La conquista de la realidad se plantea como una negación de la voluntad (no en vano nuestro protagonista ha leído a Schopenhauer), un anularse en la pura visión y en la acción. Supone una ascesis literaria, un abandono de los mitos y los simbolismos (ejemplificados en las lecturas de Benet y Caballero Bonald); una ascesis temporal, vivir en el presente de indicativo, y emocional (ignorar los temores del pasado y las esperanzas de futuro). En definitiva, un vivir al día e ir tirando.


La permanencia en el presente va más allá de una ociosa gimnasia mental.
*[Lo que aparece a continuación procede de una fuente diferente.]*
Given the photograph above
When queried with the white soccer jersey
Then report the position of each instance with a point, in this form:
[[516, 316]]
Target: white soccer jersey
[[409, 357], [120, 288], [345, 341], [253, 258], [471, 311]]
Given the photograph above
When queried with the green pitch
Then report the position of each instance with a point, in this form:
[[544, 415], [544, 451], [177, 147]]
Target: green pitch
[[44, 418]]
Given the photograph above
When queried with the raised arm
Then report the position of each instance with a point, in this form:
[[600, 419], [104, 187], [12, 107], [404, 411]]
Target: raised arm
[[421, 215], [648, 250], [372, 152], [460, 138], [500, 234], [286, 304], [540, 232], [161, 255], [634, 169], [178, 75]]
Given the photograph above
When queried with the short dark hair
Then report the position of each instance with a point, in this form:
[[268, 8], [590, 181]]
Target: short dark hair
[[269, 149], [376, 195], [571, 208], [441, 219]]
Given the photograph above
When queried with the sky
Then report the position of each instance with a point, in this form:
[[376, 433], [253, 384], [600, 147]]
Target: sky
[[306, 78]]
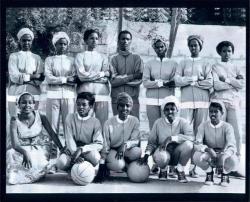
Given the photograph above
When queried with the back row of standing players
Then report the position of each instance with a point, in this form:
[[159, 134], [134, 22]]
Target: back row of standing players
[[90, 71]]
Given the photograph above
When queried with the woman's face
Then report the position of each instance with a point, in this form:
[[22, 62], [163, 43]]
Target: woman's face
[[194, 48], [26, 104], [215, 114], [226, 53], [124, 109], [61, 46], [26, 42], [83, 107], [170, 111], [92, 40], [160, 49], [124, 41]]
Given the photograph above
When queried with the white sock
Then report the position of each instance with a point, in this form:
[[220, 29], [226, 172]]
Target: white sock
[[180, 167], [209, 169], [191, 167]]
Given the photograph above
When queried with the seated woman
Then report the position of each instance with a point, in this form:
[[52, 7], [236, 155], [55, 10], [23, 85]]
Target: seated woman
[[173, 135], [83, 133], [27, 161], [121, 133], [217, 146]]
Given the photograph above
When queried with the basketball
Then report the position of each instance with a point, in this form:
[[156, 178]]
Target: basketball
[[133, 153], [138, 173], [83, 173], [161, 158], [113, 163], [93, 157], [63, 162]]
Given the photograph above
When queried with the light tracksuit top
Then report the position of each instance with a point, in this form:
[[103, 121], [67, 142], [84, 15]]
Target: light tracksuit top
[[21, 65], [116, 132], [220, 137], [155, 70], [196, 96], [126, 65], [162, 129], [83, 131], [88, 65], [57, 69], [226, 91]]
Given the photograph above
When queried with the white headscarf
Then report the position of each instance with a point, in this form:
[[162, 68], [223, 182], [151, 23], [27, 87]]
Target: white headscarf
[[60, 35], [24, 31], [170, 99]]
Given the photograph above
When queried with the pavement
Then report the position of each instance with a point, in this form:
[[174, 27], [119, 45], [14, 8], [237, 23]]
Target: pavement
[[119, 183]]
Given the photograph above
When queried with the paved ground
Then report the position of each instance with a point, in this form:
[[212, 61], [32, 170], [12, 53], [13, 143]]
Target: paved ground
[[119, 183]]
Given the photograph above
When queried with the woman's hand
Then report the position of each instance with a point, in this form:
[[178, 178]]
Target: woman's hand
[[26, 160], [120, 151]]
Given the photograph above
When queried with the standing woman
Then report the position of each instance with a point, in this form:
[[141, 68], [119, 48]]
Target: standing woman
[[60, 76], [228, 80], [93, 73], [195, 79], [25, 71], [158, 79], [28, 161]]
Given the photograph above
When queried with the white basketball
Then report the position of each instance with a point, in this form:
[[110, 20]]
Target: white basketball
[[83, 173]]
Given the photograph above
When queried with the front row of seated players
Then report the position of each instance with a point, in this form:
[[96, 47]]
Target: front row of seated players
[[84, 138], [214, 145]]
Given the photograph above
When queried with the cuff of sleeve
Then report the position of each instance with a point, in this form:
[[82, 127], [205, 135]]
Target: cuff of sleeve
[[174, 138], [26, 77], [203, 148], [227, 80], [160, 83], [102, 74], [64, 79], [102, 161]]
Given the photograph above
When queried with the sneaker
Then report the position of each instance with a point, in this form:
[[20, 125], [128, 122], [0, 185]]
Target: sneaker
[[163, 175], [172, 173], [210, 178], [236, 174], [154, 169], [193, 173], [181, 176], [224, 180]]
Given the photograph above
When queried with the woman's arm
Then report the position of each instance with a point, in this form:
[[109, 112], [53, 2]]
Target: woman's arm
[[51, 132]]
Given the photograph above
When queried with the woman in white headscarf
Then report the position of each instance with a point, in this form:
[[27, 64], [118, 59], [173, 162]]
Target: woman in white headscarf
[[195, 80], [158, 79], [94, 72], [25, 71], [60, 76]]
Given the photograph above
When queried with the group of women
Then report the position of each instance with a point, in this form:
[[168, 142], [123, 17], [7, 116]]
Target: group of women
[[90, 72]]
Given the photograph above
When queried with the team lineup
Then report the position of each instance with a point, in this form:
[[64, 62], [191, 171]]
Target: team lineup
[[201, 127]]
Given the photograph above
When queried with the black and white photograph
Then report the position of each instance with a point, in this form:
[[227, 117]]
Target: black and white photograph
[[126, 100]]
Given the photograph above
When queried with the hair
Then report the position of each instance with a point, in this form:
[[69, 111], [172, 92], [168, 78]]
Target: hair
[[20, 97], [216, 105], [222, 44], [87, 96], [88, 32], [124, 32]]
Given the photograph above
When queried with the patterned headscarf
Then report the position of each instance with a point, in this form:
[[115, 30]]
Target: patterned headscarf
[[24, 31], [199, 38], [159, 38], [60, 35], [124, 97], [170, 99]]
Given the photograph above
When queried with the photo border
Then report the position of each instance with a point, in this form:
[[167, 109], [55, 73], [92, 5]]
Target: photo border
[[119, 197]]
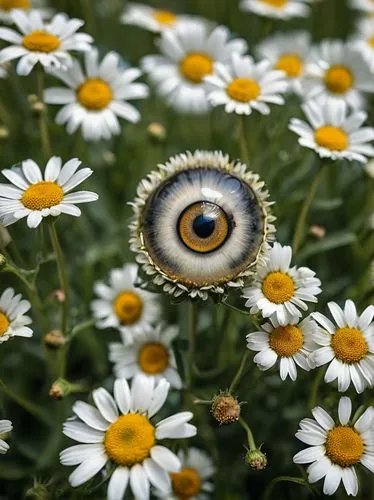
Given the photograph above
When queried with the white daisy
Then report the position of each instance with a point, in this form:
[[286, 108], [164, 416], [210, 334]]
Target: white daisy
[[13, 322], [121, 431], [287, 52], [151, 19], [278, 9], [280, 289], [193, 480], [331, 133], [290, 343], [150, 354], [124, 306], [5, 427], [243, 85], [348, 346], [335, 448], [49, 44], [189, 52], [33, 196], [337, 69], [97, 97]]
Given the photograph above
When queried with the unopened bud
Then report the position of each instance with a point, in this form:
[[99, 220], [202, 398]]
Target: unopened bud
[[225, 408]]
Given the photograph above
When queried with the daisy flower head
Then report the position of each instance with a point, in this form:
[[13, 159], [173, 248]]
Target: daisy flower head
[[336, 448], [243, 85], [122, 305], [291, 343], [5, 427], [49, 43], [121, 431], [347, 345], [279, 289], [287, 52], [193, 480], [189, 52], [339, 70], [332, 132], [150, 354], [13, 322], [278, 9], [35, 196], [97, 97]]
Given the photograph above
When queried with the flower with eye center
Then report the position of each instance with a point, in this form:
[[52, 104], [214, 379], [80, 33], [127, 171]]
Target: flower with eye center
[[349, 345], [128, 307], [278, 287], [286, 340], [44, 194], [291, 64], [94, 95], [338, 79], [129, 440], [344, 446], [243, 89], [332, 138], [153, 358], [41, 41], [186, 483], [195, 66], [4, 323], [165, 17]]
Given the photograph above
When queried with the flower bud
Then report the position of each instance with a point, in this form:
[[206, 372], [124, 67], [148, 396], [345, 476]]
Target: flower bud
[[225, 408]]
Es la manera que tiene el personaje de proteger su vida y la de su hija del oscuro pasado, aunque a trancas y barrancas, pues no puede dejar de vivir pendiente de los pasos en la escalera o el ruido del ascensor.


El protagonista luchará a lo largo de toda la obra con sus fantasmas literarios (a los que se encuentra incluso por la calle),  utilizando su látigo de cómitre sobre los lomos de los galeotes de la estantería. Pero también es una batalla con las palabras y las estructuras lingüísticas del pensamiento vistas con la ajenidad lacaniana de la extimidad: limitarse a nombrar las cosas como un nuevo Adán, desconfiar de las palabras, permanecer en el presente de indicativo, a veces en un gerundio, y todo lo más en un futuro inmediato, cuando ejecuta sus encargos de sicario al lograr anticipar, como un relámpago temporal, lo que va a suceder uno o dos segundos después.


Pero no deja de ser un empeño paradójico como todo esfuerzo místico o como la búsqueda de la transparencia del lenguaje de un Wittgenstein nos deja entrever; pues depuración y quietismo conducen al silencio y a la afasia. La abolición de la ficción defendida por un personaje que cuenta y escribe, que, por tanto, hace ficción, es un trampantojo barroco, la mano que sale del marco del cuadro pintado.


Y un empeño baldío, porque desde el mismo comienzo de la novela aparece el mar como símbolo:


“Soy un hombre al que le da miedo adentrarse en el mar y abandonar el presente de indicativo” (p. 31). 


El mar como límite de lo real, como línea de flotación de la cordura y el logro, el mar de la verdad; un mar que se oye a intervalos y que finalmente acaba inundando la ciudad de Madrid.


Y qué decir del pez siluro, el animal feroz que duerme en sus profundidades pero que de vez en cuando abre los ojos dispuesto a desencadenar la violencia más extrema cuando olfatea la proximidad de la chusma. ¿Quiénes son la chusma? A veces tiene un significado alegórico: los libros de su estantería; otras, más real: las muchedumbres anónimas que inundan el centro de Madrid los días de Navidad, la vacada de padres a la salida de los niños del colegio, la chusma juvenil que acude al parque, la fila de mujeres haciendo cola para entrar en el servicio, y, en fin, las arañas que pueblan las aceras de Madrid. 


Por tanto, el personaje acaba comprendiendo, a través de su hija, que cambia el nombre a las aceras y a las farolas, que el lenguaje también puede ser un juego.


No anticipamos más de la novela para mantener el apetito de leerla. No está bien contar el final, ya sabemos. Pero a la largo de la novela hay una evolución del personaje que se debate entre el tedio y la trivialidad, como no podía ser menos en un lector de Pessoa. Los giros de la novela dependen de las urgencias económicas y de la indignación con la chusma y de un momento de desconfianza en el presente de indicativo que precipita el desenlace.


Os invito, pues, a disfrutar  una obra hermosa que os acompañará en el desafío de enfrentarse a las perplejidades que significa vivir.